What Happened to the Soviet University? explores how one of the
largest geopolitical changes of the twentieth century-the
dissolution of the Soviet Union- triggered and inspired the
reconfiguration of the Soviet university. The reader is invited to
engage in a historical and sociological analysis of radical and
incremental changes affecting sixty-nine former Soviet universities
since the early 1990s. The study departs from traditional
deficit-oriented, internalist explanations of change and
illustrates how global flows of ideas, people, and finances have
impacted higher education transformations in this region. It also
identifies areas of persistence. The processes of marketisation,
internationalisation, and academic liberation are analysed to show
that universities have maintained certain traditions while adopting
and internalising new ways of fulfilling their education and
research functions.

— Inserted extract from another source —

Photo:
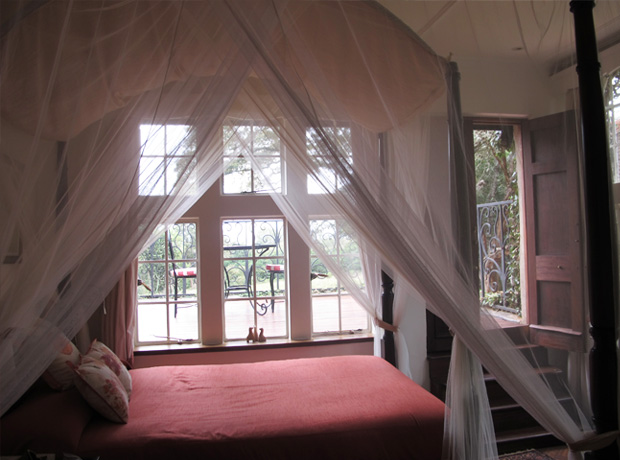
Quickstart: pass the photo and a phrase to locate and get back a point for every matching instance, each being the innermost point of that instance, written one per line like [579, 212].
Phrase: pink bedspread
[353, 407]
[341, 407]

Soviet universities have survived chaotic
processes of post-Soviet transformation and have self-stabilised
with time. Most of them remain flagship institutions with large
numbers of students and relatively high research productivity. At
the same time, the majority of these universities operate in a
top-down, one-man management environment with limited institutional
autonomy and academic freedom. As the homes of intellectuals,
universities represent a duality of opportunity and threat.
Universities can nurture collective possibilities, imagining and
bringing about different futures. At the same time, or perhaps
because of this, the probability is high that universities will
continue to be perceived as threats to governments with
authoritarian inclinations. One message to take away from this
monograph is that the time is ripe for former Soviet universities
to loosen their last remaining chains.